Insofar as this occurs (sometimes it is a greatly exaggerated problem, and some folks are never pleased, no matter what), it’s most unfortunate. Yet we have options to ignorance and a nominal practice of our faith. If we want to learn more, there are plenty of opportunities to do so. We can always read (or listen to, in audio files) great sermons if we’re lacking that.

I think of, for example, Blessed John Henry Cardinal Newman’s Parochial and Plain Sermons (also available online for free). That’ll keep anyone “fed” for two years. For excellent general reading (if not always homilies), check out Fr. George Rutler‘s articles.

Ideally, we should hear good, meaty homilies at Mass. But life is tough; we don’t always get what we want or should expect to get in church (though – let us never forget! – we receive Jesus Himself every week in the Holy Eucharist). I’m all for better homilies: the more the better. I love good, stirring, exhorting, convicting, inspiring ones. I’m a former evangelical Protestant; we loved our sermons and got a lot of “good” ones: as far as they (doctrinally) went.

But each individual Christian is also personally responsible under God to grow and advance beyond the baby / milk stage. They have to learn. St. Paul and the writer of the book of Hebrews referred to this:

1 Corinthians 3:1-2 (RSV) But I, brethren, could not address you as spiritual men, but as men of the flesh, as babes in Christ. [2] I fed you with milk, not solid food; for you were not ready for it; and even yet you are not ready,

Hebrews 5:12-14 For though by this time you ought to be teachers, you need some one to teach you again the first principles of God’s word. You need milk, not solid food; [13] for every one who lives on milk is unskilled in the word of righteousness, for he is a child. [14] But solid food is for the mature, for those who have their faculties trained by practice to distinguish good from evil.

If the local parish doesn’t provide good teaching, thankfully there is a lot of solid orthodox materials out there that can (including much apologetics): much of it available online for free. If we stand alone before God at the judgment, get baptized alone, confess and receive absolution alone, pray alone, do devotions alone, we can also learn theology alone if needs be.

Spiritually lazy or undereducated people need to somehow realize that they need to start learning, just like they’ll learn about any number of things in school or at their jobs. If we love our faith, we have to “get busy” and properly study it and better understand it!

The bottom-line problem is that people put a low and optional priority on learning theology and spirituality. That ultimately goes back to the individual, and can’t be blamed totally on priests lax in their duty, insofar as they deliver a mediocre homily.

This is one thing we can rectify on our own.
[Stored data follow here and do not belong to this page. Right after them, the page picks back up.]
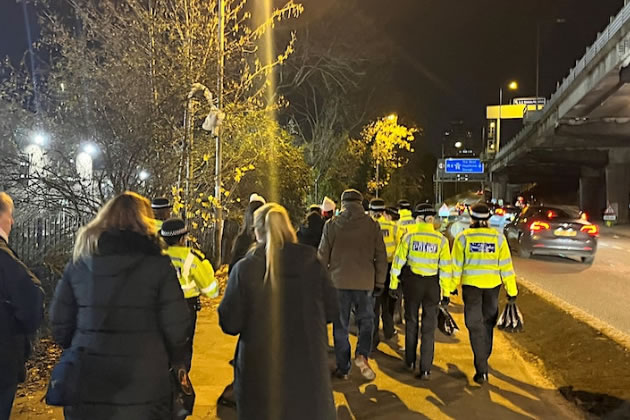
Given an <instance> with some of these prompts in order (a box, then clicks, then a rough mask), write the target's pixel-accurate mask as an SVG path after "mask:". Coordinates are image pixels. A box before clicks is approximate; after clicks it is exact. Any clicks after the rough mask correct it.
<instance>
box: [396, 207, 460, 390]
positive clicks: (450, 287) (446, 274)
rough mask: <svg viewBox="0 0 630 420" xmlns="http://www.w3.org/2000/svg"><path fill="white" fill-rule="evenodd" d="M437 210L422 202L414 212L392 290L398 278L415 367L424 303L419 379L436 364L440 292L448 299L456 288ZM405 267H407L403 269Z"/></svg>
mask: <svg viewBox="0 0 630 420" xmlns="http://www.w3.org/2000/svg"><path fill="white" fill-rule="evenodd" d="M435 215H436V211H435V209H434V208H433V206H432V205H430V204H424V203H423V204H419V205H417V206H416V208H415V209H414V212H413V216H414V217H415V221H416V224H414V225H412V226H408V228H407V233H405V236H403V238H402V241H401V242H400V244H399V245H398V248H397V249H396V256H395V257H394V262H393V264H392V272H391V280H390V285H389V287H390V293H391V294H392V295H393V296H396V295H397V294H398V292H397V291H398V283H399V278H400V280H401V281H402V289H403V296H404V298H405V302H404V306H405V365H406V368H407V369H408V370H410V371H412V372H413V371H414V370H415V366H416V349H417V347H418V310H419V309H420V307H421V306H422V330H421V333H422V340H421V345H420V375H419V376H420V379H423V380H428V379H430V375H431V367H432V366H433V353H434V348H435V328H436V327H437V315H438V309H439V307H438V305H439V304H440V289H441V294H442V295H443V296H444V297H445V300H446V301H448V296H449V292H450V291H451V290H453V288H454V287H453V285H452V279H451V255H450V252H449V243H448V240H447V239H446V238H445V237H444V236H443V235H442V234H441V233H439V232H436V231H435V228H434V227H433V220H434V219H435ZM403 268H404V269H403Z"/></svg>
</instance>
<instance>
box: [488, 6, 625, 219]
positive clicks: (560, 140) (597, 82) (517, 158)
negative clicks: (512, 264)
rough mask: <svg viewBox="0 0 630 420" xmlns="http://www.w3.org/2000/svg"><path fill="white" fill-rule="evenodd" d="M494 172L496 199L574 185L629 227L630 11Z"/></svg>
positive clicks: (601, 206)
mask: <svg viewBox="0 0 630 420" xmlns="http://www.w3.org/2000/svg"><path fill="white" fill-rule="evenodd" d="M525 121H529V122H530V123H529V124H528V125H526V126H525V128H523V130H522V131H521V132H520V133H519V134H518V135H517V136H516V137H514V138H513V139H510V140H509V141H508V142H506V143H505V144H504V145H503V147H502V148H501V150H500V151H499V153H497V156H496V157H495V159H494V160H493V161H492V162H491V163H490V164H489V171H490V174H491V177H492V178H491V179H492V188H493V195H494V196H495V198H503V199H511V198H512V197H511V195H512V194H511V193H513V192H517V191H518V189H519V187H520V185H522V184H527V183H531V182H538V183H545V182H550V181H551V180H555V179H573V180H575V181H576V182H575V185H578V191H577V197H578V201H579V203H577V204H579V205H580V207H581V208H582V209H584V210H586V211H588V212H589V213H590V214H592V215H601V213H602V210H603V208H605V206H606V204H607V203H610V204H611V205H613V206H614V207H615V209H616V211H617V215H618V217H619V220H620V221H622V222H628V221H629V214H628V206H629V204H630V202H629V201H630V4H629V3H628V2H627V1H626V5H625V6H624V7H623V9H622V10H621V11H620V12H619V14H618V15H617V16H616V17H615V18H611V22H610V24H609V25H608V27H607V28H606V29H605V30H604V32H602V33H600V34H598V37H597V40H596V41H595V43H594V44H593V45H592V46H590V47H589V48H587V50H586V53H585V55H584V56H583V57H582V59H581V60H579V61H577V62H576V64H575V67H573V68H572V69H571V71H570V72H569V75H568V76H567V77H566V78H565V79H564V80H563V82H562V84H561V85H560V87H559V88H558V90H557V91H556V92H555V93H554V94H553V95H552V96H551V100H550V101H549V102H548V103H547V106H546V107H545V108H544V109H543V110H541V111H535V112H533V113H529V115H527V116H526V118H525Z"/></svg>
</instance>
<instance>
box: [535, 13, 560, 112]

If we want to better understand (and thus live) our faith, we can learn the theology and the spirituality and moral teachings, in any number of ways, aside from homilies.

We can’t create a reverent Mass if it isn’t available locally, or transform every priest into a St. John Chrysostom (“Golden Mouth”) or Bishop Bossuet or St. Paul, but we can do this, and there is no excuse (less now than ever, with the Internet) for anyone remaining ignorant about their faith.

It’s laziness and apathy that cause that. So sure: we may be able to (with all due respect and consideration) fault a priest who got a D in his homiletics class in seminary and who is not exactly in the league of Pericles in his oratorical and rhetorical skills. But there is also a whole lot of fault in ourselves: beams in our own eyes. We can’t change another person, but we sure can trouble ourselves to read and learn about the most important things in life: the spiritual things.